Ne yazık ki 2025 yılı yaz aylarında müzik dünyasından üzücü bir haber geldi. Selçuk Alagöz, yaşadığı ciddi sağlık problemleri nedeniyle Bodrum’da özel bir hastaneye kaldırıldı. Kalp ritim bozukluğu ve yüksek tansiyon şikâyetleriyle başlayan süreç, daha sonra ciddiyet kazanarak yoğun bakım tedavisine dönüştü. Kalbi 8 dakika boyunca duran Alagöz, sağlık ekiplerinin başarılı müdahalesiyle tekrar hayata döndürüldü. Ancak bu süreçte yaşadığı hayati riskler nedeniyle şu an yoğun bakımda ve solunum cihazına bağlı olarak tedavi görmektedir. Ailesi, dostları ve sevenleri, sosyal medya üzerinden dua ve destek mesajları paylaşıyor. Özellikle kardeşi Rana Alagöz, bu zorlu süreci basınla paylaşırken, sanat camiası da büyük üzüntü içinde. Şu anki durumu hassasiyetini korumakta olup, doktorlar tarafından titizlikle izlenmektedir.
Selçuk Alagöz Hangi Kitabı Yazdı?
Selçuk Alagöz, sadece müzik alanında değil, edebiyat dünyasında da iz bırakmak istemiştir.
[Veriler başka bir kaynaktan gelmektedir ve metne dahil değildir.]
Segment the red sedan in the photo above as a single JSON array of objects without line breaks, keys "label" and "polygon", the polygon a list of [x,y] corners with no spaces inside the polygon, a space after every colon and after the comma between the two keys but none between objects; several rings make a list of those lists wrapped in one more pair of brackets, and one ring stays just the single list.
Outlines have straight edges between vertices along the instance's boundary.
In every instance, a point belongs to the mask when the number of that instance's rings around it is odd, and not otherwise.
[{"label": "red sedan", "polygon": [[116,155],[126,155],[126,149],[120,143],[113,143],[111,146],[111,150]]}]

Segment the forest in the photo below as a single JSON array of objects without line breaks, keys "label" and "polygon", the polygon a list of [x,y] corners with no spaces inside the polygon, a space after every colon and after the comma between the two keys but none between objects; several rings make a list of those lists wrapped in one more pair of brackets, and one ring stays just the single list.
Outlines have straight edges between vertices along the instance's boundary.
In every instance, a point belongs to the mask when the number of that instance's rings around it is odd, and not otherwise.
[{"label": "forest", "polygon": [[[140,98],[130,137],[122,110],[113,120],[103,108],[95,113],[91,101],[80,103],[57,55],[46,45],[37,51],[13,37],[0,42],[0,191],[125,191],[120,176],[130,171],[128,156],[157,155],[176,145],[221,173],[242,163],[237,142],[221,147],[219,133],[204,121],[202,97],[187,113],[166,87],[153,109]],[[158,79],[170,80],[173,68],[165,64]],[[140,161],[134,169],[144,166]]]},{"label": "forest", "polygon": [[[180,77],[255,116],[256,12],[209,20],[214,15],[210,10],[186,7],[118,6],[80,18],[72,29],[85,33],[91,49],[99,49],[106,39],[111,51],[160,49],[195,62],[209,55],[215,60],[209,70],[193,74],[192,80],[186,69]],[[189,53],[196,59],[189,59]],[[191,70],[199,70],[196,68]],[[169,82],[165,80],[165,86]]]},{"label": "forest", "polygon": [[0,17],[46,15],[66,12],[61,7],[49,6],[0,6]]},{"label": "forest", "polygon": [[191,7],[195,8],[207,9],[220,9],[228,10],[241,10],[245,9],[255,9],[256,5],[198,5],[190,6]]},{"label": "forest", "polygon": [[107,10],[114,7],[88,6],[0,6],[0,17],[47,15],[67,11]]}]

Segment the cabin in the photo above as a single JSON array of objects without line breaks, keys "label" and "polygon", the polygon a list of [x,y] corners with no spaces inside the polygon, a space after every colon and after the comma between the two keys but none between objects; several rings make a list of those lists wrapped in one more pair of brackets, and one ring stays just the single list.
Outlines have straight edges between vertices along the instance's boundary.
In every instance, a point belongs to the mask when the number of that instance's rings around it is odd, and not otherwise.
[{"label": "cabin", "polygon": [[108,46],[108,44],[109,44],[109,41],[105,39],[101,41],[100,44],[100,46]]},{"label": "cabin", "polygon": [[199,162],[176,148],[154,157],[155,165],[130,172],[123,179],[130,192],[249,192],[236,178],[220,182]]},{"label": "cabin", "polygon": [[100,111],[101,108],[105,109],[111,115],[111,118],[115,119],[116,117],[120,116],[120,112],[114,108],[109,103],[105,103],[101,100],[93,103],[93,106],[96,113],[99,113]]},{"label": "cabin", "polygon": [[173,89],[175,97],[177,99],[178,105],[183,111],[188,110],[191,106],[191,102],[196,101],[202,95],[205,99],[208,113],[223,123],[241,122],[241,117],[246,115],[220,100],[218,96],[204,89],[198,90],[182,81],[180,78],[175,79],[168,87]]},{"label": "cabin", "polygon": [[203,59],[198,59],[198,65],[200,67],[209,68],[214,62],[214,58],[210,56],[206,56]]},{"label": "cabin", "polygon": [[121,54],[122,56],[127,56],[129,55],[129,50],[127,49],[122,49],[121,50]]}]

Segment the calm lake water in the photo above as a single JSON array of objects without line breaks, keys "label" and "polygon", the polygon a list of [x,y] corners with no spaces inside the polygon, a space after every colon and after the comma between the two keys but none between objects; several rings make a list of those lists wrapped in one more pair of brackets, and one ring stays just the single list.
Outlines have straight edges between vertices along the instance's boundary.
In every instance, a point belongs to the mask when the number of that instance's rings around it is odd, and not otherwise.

Çocukluk yıllarından beri hayalini kurduğu kitabı, 2010 yılında yayımlanmıştır. “İki Kez Yaşadım” adlı bu kitap, onun hayat yolculuğunu ve müzik kariyerindeki dönüm noktalarını içeren bir anı kitabıdır. Dharma Yayıncılık tarafından basılan bu eser, yalnızca müziğe değil, hayata dair de pek çok içgörü sunmaktadır. Okuyuculara, bir sanatçının sahne arkasındaki duygularını, iniş çıkışlarını ve yaşam felsefesini derinlemesine aktarır. “İki Kez Yaşadım”, bir döneme tanıklık edenlerin yanı sıra genç müzisyenlere de rehber niteliği taşıyan bir kaynak olarak dikkat çekmektedir.
Selçuk Alagöz Hangi Ödülleri Aldı?
Selçuk Alagöz, müzik kariyeri boyunca pek çok önemli ödüle layık görülmüştür. Bunlar arasında en dikkat çekenlerinden biri, 2010 yılında kazandığı Altın Kelebek Özel Ödülü olmuştur. Bu ödül, onun müziğe olan katkılarını ve halkla kurduğu güçlü bağı taçlandıran bir sembol niteliğindedir. Ayrıca 4 kez kazandığı Altın Plak ödülleri, döneminde satış rekorları kıran çalışmalarının halk tarafından da ne kadar benimsendiğini ortaya koymaktadır. Bu ödüller, sadece sanatçının bireysel başarısını değil, aynı zamanda Türk pop müziğinin evrimine olan katkısını da temsil etmektedir.